4.2. Following the publication of Valaria’s draft laws, Danizian exporters of cosmetic products
contacted the Chemicals Export Promotion Board expressing concerns that the Valarian labelling
and tax measures were more burdensome than necessary to achieve the objectives allegedly
pursued by them. Having considered these concerns, Danizia sent written comments in response
to Valaria’s notification to the TBT Committee, requesting it to reconsider its laws on animal
testing. In particular, Danizia questioned the inclusion of cephalopods within the scope of the
Draft Ethical Cosmetics Act 2021. Danizia cited research suggesting that there is not sufficient
evidence of disease in cephalopods and their sensitivity to pain. Danizia further noted that the
Draft Ethical Cosmetics Act 2021 arbitrarily equated humane and inhumane animal testing
conditions without consideration for the fact that the former adequately balanced animal welfare
concerns with the advancement of scientific research.

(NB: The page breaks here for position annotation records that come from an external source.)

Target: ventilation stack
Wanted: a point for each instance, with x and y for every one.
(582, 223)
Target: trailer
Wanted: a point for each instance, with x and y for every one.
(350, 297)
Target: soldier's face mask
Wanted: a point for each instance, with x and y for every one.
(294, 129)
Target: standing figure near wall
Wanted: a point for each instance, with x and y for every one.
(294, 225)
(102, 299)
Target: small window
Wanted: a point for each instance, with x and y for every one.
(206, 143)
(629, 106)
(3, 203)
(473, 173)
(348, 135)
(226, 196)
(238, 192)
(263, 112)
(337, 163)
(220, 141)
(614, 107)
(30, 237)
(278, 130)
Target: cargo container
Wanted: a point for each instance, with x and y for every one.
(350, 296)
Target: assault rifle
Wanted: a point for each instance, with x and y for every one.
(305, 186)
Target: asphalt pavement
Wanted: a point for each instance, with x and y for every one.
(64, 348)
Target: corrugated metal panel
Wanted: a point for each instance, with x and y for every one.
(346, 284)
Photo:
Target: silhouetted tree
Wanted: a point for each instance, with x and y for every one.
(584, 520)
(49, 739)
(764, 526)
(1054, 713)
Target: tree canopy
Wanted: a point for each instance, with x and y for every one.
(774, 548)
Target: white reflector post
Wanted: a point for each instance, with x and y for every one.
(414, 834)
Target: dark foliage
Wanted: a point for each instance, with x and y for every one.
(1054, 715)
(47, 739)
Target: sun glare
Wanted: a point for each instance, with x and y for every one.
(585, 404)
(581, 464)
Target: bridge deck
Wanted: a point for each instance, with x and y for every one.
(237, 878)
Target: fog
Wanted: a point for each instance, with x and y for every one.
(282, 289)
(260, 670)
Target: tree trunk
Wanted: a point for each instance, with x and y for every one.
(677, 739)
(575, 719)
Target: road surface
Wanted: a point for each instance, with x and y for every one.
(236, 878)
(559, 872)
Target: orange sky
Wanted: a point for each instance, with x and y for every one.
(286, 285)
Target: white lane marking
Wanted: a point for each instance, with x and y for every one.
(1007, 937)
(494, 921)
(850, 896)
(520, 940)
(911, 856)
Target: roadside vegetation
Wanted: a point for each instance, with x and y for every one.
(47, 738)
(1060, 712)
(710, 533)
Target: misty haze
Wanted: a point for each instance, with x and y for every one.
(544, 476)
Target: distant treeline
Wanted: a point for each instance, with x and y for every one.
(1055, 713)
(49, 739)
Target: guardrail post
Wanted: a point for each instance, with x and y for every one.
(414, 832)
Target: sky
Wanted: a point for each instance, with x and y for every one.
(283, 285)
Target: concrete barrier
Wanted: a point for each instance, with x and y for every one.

4.3. On 17 October 2021, Valaria enacted the Ethical Cosmetics Act 2021 and the Sustainable
Taxation (Amendment) Act 2021. The two Acts were notified in the Federal Register on the same
day and were identical to the draft versions published earlier that year. With this notification,
Valaria also published a list of certification bodies accredited under Section 8(2) of the Ethical
Cosmetics Act 2021. The list contained the names of 11 Valarian entities. By December 2021,
Valaria had accredited multiple certification agencies in countries with similarly progressive animal
testing legislations. Additionally, it has also accredited seven renowned regional agencies
specialised in cosmetics research, with a view to encompass all of the world’s geographical regions.
Valaria is currently reviewing the application for accreditation filed by Danizia’s CosLab Agency,
a Danizian accredited certification body. Valaria has not accredited any other certification body in
Danizia.

4.4. Danizia, seeking an amicable solution to this matter, initiated consultations with Valaria under
Article 4 of the Understanding on Rules and Procedures Governing the Settlement of Disputes
(DSU) and Article XXII of the General Agreement on Tariffs and Trade 1994 (GATT 1994).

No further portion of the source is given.